Vergonha é uma das palavras mais
pronunciadas no Brasil. Não é por excesso. É por falta
Por Augusto Nunes, 25/06/2017,
www.veja.com.br
DE ONDE VÊM AS PALAVRAS
Texto de Deonísio da Silva
A Constituição do Brasil poderia ter apenas dois
artigos: “Art. 1º Todo brasileiro é obrigado a ter vergonha na cara. Art. 2º
Revogam-se as disposições em contrário”.
Este
modelo de Constituição foi proposto pelo historiador Capistrano de Abreu,
professor do Colégio Pedro II, no Rio.
Vergonha
veio do Latim verecundia, palavra composta dos étimos vereri, ter medo respeitoso, presente
também em reverência, reverendo, reverendíssimo etc. E cundia,
abundância, indica que este medo respeitoso é muito grande. Mais do que medo, é
temor, pois não há lei que pegue sem temor de que à transgressão segue a
punição, o castigo. Dante conseguiu mais católicos com o medo do Inferno como
descrito na Divina Comédia do que os padres com seus
sermões! E o castigo deve vir rápido. “O castigo vem a cavalo” é outro de
nossos ditados. Vem a cavalo porque o cavalo foi o meio de transporte mais
rápido até o trem, inventado apenas no século XIX!
Vergonha
é uma das palavras mais pronunciadas no Brasil. Não é por excesso. É por falta.

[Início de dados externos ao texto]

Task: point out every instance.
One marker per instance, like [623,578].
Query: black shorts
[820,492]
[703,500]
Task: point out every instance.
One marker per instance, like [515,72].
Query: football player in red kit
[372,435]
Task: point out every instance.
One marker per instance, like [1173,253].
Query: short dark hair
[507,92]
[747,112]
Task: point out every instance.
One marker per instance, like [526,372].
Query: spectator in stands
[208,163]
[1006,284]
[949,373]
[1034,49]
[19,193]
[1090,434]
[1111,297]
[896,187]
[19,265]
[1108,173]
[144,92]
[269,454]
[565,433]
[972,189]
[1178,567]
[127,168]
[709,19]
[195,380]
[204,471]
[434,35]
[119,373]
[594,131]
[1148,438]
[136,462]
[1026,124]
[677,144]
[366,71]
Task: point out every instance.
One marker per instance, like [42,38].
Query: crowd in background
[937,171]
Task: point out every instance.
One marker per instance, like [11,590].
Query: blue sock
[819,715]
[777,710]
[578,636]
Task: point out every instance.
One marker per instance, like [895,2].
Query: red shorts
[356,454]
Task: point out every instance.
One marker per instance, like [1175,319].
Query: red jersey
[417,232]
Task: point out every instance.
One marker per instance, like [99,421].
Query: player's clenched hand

Será que somos um povo sem-vergonha? Muitos autores atestam que o povo tem
muita vergonha, mas nossa classe dirigente tem pouca ou nenhuma.
Há
controvérsias, como sempre. A falta de vergonha não é exclusividade de nenhum
dos três poderes. Embora seja costume nacional atribui-la apenas aos políticos,
ninguém pode negar que o brasileiro adora uma sem-vergonhice.
Todo
sem-vergonha teve muitos que votaram nele para que fosse eleito! E eleito quer
dizer escolhido! Quem escolheu o sem-vergonha, é sem-vergonha também ou foi
enganado? Por isso, é importante o eleitor saber se está bem representado, se
soube escolher. Porque depois não adianta se queixar! Nem do vice! Pois no
Brasil, desde Floriano Peixoto, vice assume! José Sarney assumiu, Itamar
assumiu e Michel Temer assumiu! Três vices assumiram desde 1985. De dez em dez
anos, em média, no Brasil um vice assume!
Entretanto,
uma das mais severas admoestações feitas a nós, brasileiros, desde a infância,
proferidas por pais, irmãos mais velhos, avós, outros parentes, professores e
amigos, está contida numa pergunta singela: não tem vergonha na cara, não?
Ninguém
tipificava o crime ou conferia a lei ou o artigo onde o sem-vergonha se
encalacrara. O infeliz reconhecia a transgressão, tão logo fosse admoestado e
procurava emendar-se. Hoje, ele recorre!
O bordão
“é uma vergonha” tornou-se ainda mais popular depois de tomado como
fecho-padrão pelo jornalista Boris Casoy em seus comentários na apresentação de
telejornal.
Mas por
que “vergonha na cara?”. Aí é que está. Ditados muito antigos dão conta de que
facada, tiro, porrada e bomba são menos graves do que um tapa na cara. O tapa
(no Sul é masculino) e a tapa (no Norte é feminino) são humilhantes em qualquer
estado brasileiro.
O soco,
murro de mão fechada, não é tão humilhante. Olho roxo pode ser sinal de
valentia. Nem o famoso pontapé na bunda é mais humilhante do que receber um
tapa na cara. Capistrano de Abreu observa que, de acordo com as crenças
populares, “Nosso Senhor tudo sofreu, mas não teve pontapés” e que “os escravos
reclamavam” deste castigo, pois “pontapé é pra cachorro”.
O
problema está na cara! César, quando em guerra civil contra Pompeu, recomendou
a seus soldados, quase todos veteranos, que procurassem feri-los no rosto (Miles, faciem feri!). Vaidosos de sua juventude e
beleza, os recrutas de Pompeu debandariam como, de fato muitos deles o fizeram.
Morrer em combate, tudo bem! Mas voltar com o rosto sangrando por ter apanhado
na cara, não!
Nem
faltou a justificativa bíblica de que Deus fez o Homem à sua imagem e
semelhança. As cortes católicas trouxeram para o Brasil o conceito de que a
cara da pessoa é sagrada.
Em suma,
está na cara que ter vergonha na cara é importante sob qualquer ponto de vista.
E é indispensável que os brasileiros que perderam a vergonha – eis aí outra
expressão muito interessante – voltem a tê-la. E voltem a tê-la na cara!